The Junior Patriot: The Hornet’s Nest and a Sunken Road

Forts Henry and Donelson made “Unconditional Surrender” Grant a hero, but Shiloh made him Lincoln’s right-hand man.  Why was Shiloh so important?  The little known settlement of Shiloh was located in southern Tennessee.  Soon, however, this village would be known for the deadly battle fought there.

Fresh from his victories at Henry and Donelson, Major General U.S. Grant was ordered to take Corinth.  Located in Northern Mississippi, this town, if captured, would open the way into the deep South.  He had two armies to accomplish this task:  the Army of the Tennessee and the Army of the Ohio.  Facing him was General Albert Johnston’s Army of the Mississippi.  He was one of the Confederate’s best Generals and a master of defense.  He was determined to make Grant’s task as difficult as possible.

Grant’s reconnaissance force described the Pittsburg Landing as a large area where a large amount of troops could camp.  There was also a road leading to Corinth, so Grant decided to camp there with the Army of the Tennessee.  The Army of the Ohio would land there as soon as the Army of the Tennessee moved out.
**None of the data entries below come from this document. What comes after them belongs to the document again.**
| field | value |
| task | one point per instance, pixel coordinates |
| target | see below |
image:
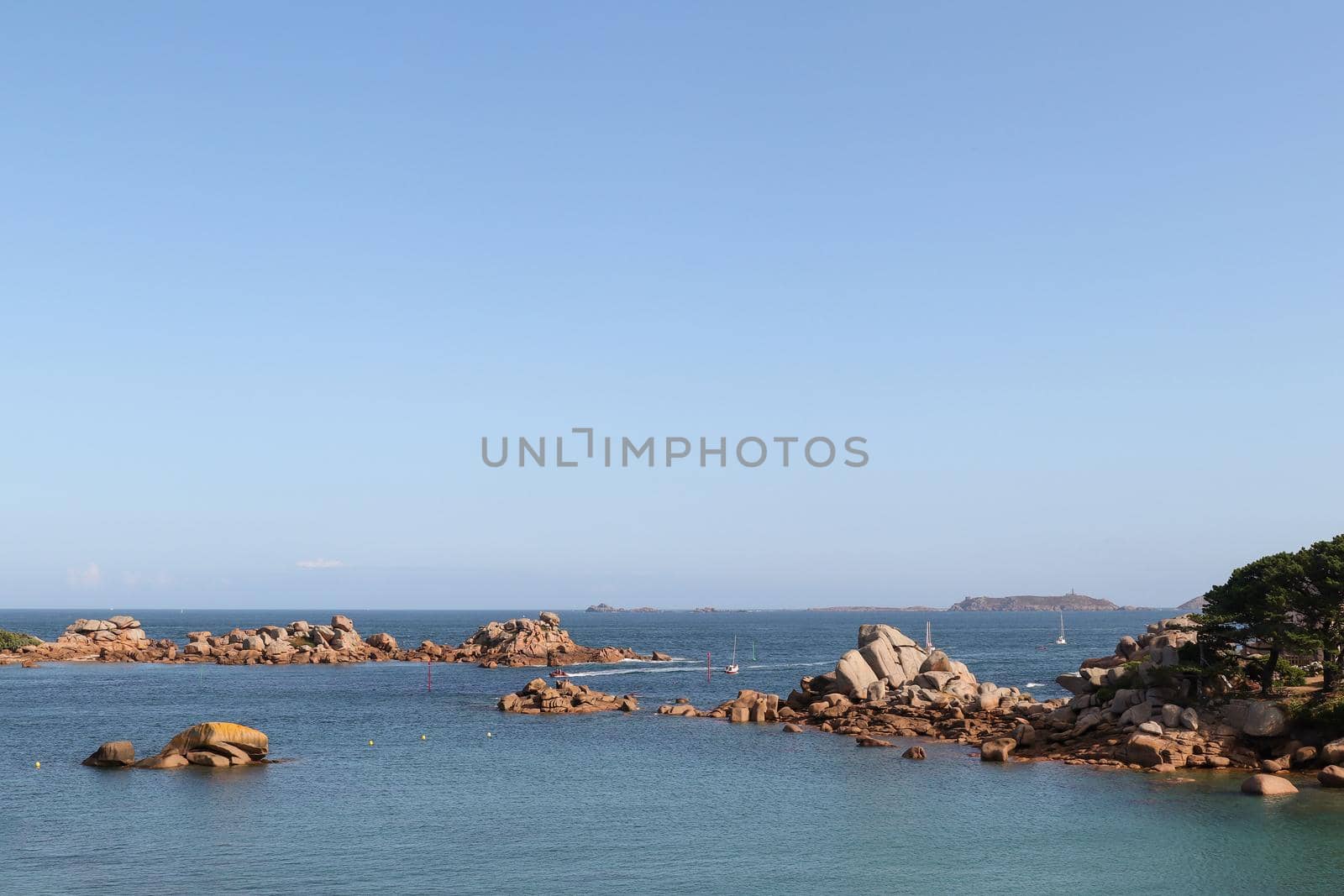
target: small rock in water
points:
(1331, 777)
(1268, 786)
(114, 754)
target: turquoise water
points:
(615, 802)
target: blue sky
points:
(268, 273)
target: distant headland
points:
(1070, 600)
(917, 609)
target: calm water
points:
(611, 802)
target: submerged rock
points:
(114, 754)
(1331, 777)
(1268, 786)
(538, 698)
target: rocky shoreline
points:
(1136, 708)
(515, 642)
(1131, 710)
(538, 698)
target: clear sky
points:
(269, 271)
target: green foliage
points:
(1292, 676)
(1324, 712)
(1284, 604)
(15, 640)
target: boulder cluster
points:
(517, 642)
(1135, 705)
(213, 745)
(114, 640)
(538, 698)
(749, 705)
(1128, 710)
(297, 642)
(526, 642)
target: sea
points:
(407, 778)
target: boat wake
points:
(699, 667)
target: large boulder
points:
(894, 637)
(207, 758)
(1332, 754)
(114, 754)
(217, 736)
(1331, 777)
(382, 641)
(1147, 750)
(882, 658)
(853, 674)
(937, 661)
(1265, 720)
(1268, 786)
Meanwhile, General Albert Johnston wasn’t about to let Grant get away that easy.  While Grant thought Johnston was fortifying himself at Corinth, he really was preparing his army for a march to Shiloh.  He would strike hard and fast.

Grant, hearing stories of thousands of confederate troops marching toward him, mocked them and settled down for the night.  The next morning, Johnston sprang his trap.  His men slammed and crushed Grant’s flanks, forcing them back.  The Confederates attacked again.  One position on Grants left flank prevented complete disaster.  Positioned in a peach orchard, they held their line.  Again the confederates charged, and again the outnumbered Unionists were successful in holding their line.
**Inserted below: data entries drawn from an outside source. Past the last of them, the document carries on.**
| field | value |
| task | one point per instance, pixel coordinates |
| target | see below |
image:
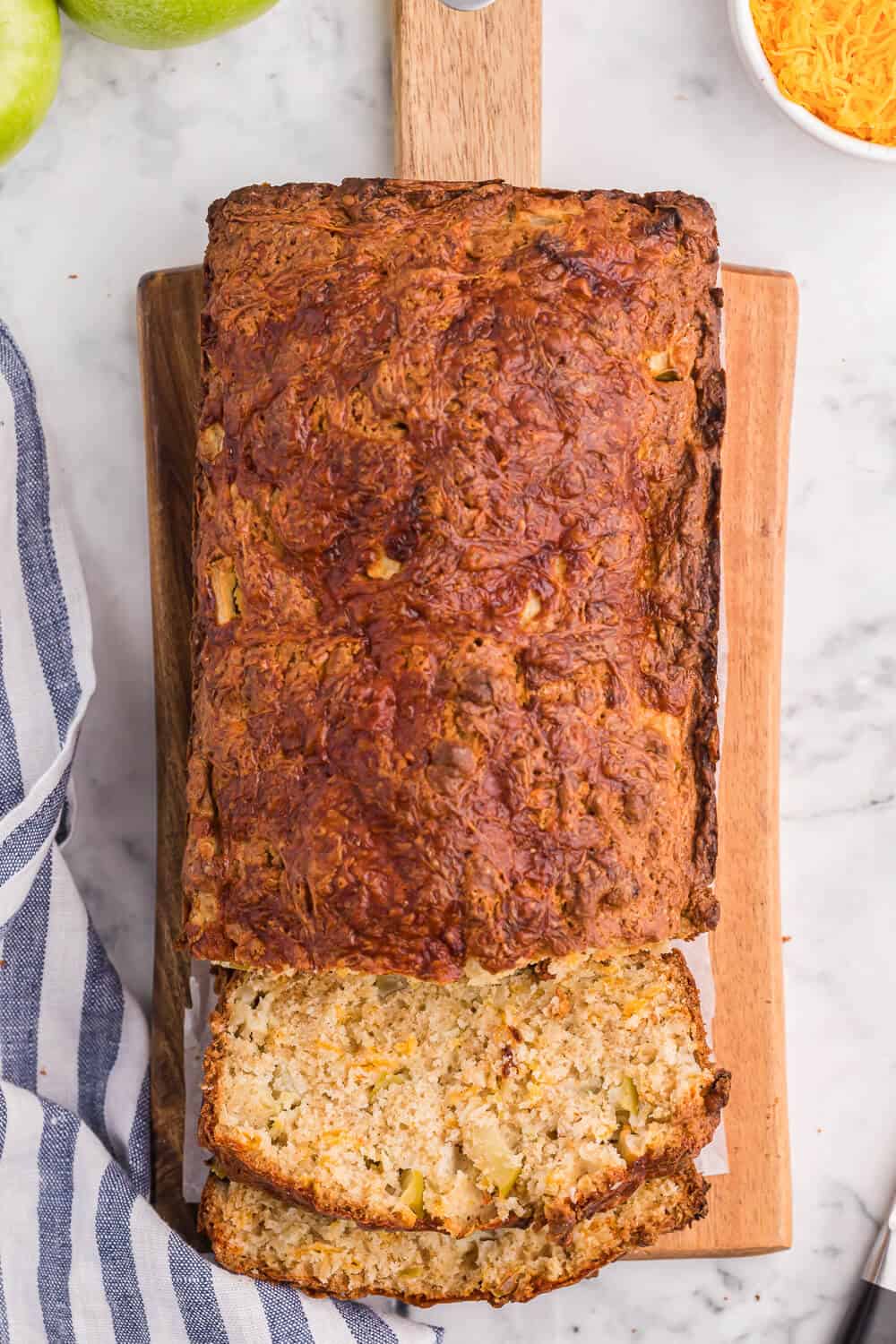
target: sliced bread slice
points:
(254, 1233)
(544, 1096)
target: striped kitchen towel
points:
(82, 1254)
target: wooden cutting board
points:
(468, 107)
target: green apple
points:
(161, 23)
(30, 56)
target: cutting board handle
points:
(466, 88)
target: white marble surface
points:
(637, 96)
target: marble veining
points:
(640, 96)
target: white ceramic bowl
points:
(754, 59)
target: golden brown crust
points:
(455, 577)
(245, 1163)
(222, 1225)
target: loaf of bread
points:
(455, 569)
(254, 1233)
(398, 1104)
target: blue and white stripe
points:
(83, 1257)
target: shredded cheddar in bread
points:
(836, 58)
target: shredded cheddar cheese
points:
(836, 58)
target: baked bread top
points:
(455, 570)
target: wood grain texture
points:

Eventually, the fighting got so fierce that the area was soon dubbed the Hornets’ Nest.  When no more rebels would charge the Hornets’ Nest, General Johnston himself came to lead a charge against the Union line.  The charge was successful, but the Yankees pulled back to a even stronger position, in the ”Sunken Road”.  Despite being outnumbered more than 5 to 1, the unionists persevered, and held the enemy off.

Unknown to the Confederates, their commander, Johnston, had suffered a severe leg wound.  Having been hit there before and suffering from nerve loss, his staff did not learn of the mortal wound till to late.  So General Albert S. Johnston died from blood loss.

The Confederates were tired of this. So they brought in 62 cannons and pounded the smithereens out of the Federals.  Then under the cover of artillery, they surrounded the troops on the Sunken Road.   They were forced to surrender and it gave Grant time to move reinforcements and regroup.

The Confederates, tired from the day’s battle, retired for the night.  The next day, expecting to lick the Federals, got rude surprise, for during the night the Army of the Ohio reinforced Grant.  So instead of licking the Yankees, they got licked themselves!

Perseverance played a leading role in the battle for Shiloh.  Though I doubt you’ll ever be involved in a real battle, perseverance is one of the many traits that can be applied to all aspects of life.  So whether you are facing difficulty at your work place, getting frustrated with math, or any other trial that may come your way, perseverance will always pay off!